英国の戦略見直しでは、弾薬の国内生産能力を「常に稼働させる」体制にすることを提唱しており、弾薬備蓄の増強や長距離攻撃システム、サイバー戦能力への投資拡大の計画も盛り込まれています。

攻撃型潜水艦能力の強化

すでにロンドンは、新型兵器や弾薬の開発・調達のために60億ポンド(約81億米ドル)を計上しており、さらに国家規模の「サイバー司令部(Cyber Command)」を設立するための予算として10億ポンド(約14億米ドル)を追加で確保しています。この計画によって、防衛産業界での雇用が1,800人分創出されると見られています。

政府は、オーストラリアおよびアメリカとの軍事同盟「AUKUS」の一環として、最大12隻の新型攻撃型潜水艦を建造する方針を明らかにしました。

スター マー氏は、「我々が今直面している脅威は、冷戦以来、かつてないほど深刻で、現実的かつ予測不能なものである」と警告しました。

「我々はヨーロッパでの戦争、新たな核の脅威、日々のサイバー攻撃、自国の海域におけるロシアの増す攻勢、そして空域を脅かす存在に直面しています」と彼は付け加えました。
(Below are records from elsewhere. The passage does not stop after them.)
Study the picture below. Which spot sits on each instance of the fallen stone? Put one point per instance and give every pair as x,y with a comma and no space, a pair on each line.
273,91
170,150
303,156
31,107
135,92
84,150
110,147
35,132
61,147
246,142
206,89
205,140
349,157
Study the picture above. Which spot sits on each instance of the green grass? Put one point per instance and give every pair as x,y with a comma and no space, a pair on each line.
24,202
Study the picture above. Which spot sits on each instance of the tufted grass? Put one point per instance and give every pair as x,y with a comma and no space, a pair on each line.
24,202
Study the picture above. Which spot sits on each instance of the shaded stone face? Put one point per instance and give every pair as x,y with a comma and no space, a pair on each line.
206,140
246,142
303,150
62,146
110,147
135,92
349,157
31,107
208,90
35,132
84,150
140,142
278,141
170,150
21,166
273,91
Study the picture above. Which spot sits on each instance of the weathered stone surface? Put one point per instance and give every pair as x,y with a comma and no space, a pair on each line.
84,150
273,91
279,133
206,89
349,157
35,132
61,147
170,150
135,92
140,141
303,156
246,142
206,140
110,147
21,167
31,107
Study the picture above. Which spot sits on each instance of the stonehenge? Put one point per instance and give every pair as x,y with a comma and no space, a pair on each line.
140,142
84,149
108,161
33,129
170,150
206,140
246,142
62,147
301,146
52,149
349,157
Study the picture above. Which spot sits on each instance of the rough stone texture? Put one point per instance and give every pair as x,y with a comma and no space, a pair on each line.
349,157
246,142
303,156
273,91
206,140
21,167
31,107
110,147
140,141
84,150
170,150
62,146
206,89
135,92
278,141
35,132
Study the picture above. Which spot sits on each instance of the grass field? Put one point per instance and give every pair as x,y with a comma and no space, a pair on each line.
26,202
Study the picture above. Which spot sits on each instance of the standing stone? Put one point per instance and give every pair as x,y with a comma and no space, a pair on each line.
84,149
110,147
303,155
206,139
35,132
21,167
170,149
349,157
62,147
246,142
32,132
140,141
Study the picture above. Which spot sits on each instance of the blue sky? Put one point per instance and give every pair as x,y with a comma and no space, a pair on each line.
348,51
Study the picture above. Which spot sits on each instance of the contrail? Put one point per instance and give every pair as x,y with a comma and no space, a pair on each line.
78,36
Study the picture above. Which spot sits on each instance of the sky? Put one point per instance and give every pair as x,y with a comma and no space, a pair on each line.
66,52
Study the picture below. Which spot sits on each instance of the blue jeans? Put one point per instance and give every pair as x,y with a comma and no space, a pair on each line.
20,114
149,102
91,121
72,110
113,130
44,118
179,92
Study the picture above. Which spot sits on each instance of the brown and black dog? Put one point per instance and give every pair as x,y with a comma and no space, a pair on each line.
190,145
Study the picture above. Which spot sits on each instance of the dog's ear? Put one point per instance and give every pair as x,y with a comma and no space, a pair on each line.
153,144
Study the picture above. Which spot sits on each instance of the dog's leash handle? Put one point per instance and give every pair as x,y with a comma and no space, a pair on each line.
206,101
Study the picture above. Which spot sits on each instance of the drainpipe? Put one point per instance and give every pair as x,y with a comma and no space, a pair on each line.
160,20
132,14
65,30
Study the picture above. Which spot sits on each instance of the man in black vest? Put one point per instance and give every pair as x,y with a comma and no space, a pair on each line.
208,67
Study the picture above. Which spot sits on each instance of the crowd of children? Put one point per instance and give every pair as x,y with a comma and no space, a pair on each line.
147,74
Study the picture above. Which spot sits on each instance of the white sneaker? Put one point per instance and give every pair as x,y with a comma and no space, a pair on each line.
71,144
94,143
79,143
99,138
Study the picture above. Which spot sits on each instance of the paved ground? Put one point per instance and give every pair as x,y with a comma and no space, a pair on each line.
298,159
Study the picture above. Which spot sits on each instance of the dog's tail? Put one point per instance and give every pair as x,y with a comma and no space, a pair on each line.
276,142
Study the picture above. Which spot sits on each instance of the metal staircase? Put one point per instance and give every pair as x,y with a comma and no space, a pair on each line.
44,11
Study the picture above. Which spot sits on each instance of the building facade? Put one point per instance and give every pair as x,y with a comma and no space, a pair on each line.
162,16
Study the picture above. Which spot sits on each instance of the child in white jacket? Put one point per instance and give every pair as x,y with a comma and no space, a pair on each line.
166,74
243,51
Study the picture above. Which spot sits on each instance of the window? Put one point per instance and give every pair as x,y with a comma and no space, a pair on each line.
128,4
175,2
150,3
英国の 防衛力強化は、欧州で進行中の広範な変化と一致しています5月には、ドイツのフリードリッヒ・メルツ首相が、「欧州で最も強力な陸海空以外の軍隊(conventional army)」を創設する意向を表明しました。

「我々の友人やパートナー諸国……は、我々にこれを期待しています。実際には、彼らはほぼそれを要求しているのです」とメルツ氏はベルリンで議員らに語りました。彼は抑止力にとって強固な姿勢が不可欠であると強調しました。「ロシアがウクライナでの勝利ですべて満足すると真剣に考える人は……誤りです」と述べました。

ドイツはすでに北大西洋条約機構(NATO)が定める防衛費の基準となる国内総生産(GDP)比2%を上回る支出を行っており、今後は調達プロセスの迅速化や軍隊規模の拡大に加え、志願兵の募集が目標を下回った場合には、徴兵制の再導入も視野に入れているとのことです。

エー 今年初頭に発表されたデンマーク情報機関の報告書は、警鐘を鳴らしましたロシアがNATOとの将来の紛争に備えている可能性があり、ウクライナでの作戦状況が許せば、兵力を同盟の東側方面へとシフトさせるかもしれないと警鐘を鳴らしました。

スター マー氏の労働党政権は、防衛費を2027年までに国内総生産(GDP)比2.5%に引き上げ、さらに2029年までに3%に達成する目標を掲げています。この軍備増強の財源として、海外援助予算の削減も計画されています。

今後発表される見直しは、元NATO事務総長のジョージ・ロバートソン氏が率い、ロシアを「即時的かつ緊迫した」脅威と位置づける一方で、中国やイラン、北朝鮮からの脅威にも焦点を当てる予定です。

「我々は、英国の産業基盤を強化することで、敵対勢力への抑止力を高め、国内の安全と海外での強さを実現しています」とヒーリー氏は述べました。

スター マー氏は、現代の防衛とは「ドローンから砲兵、人間の判断力や情報分析能力に至るまで、我々が持つあらゆる能力を結集し、強力で統合された戦闘システムとして構築すること」と語りました。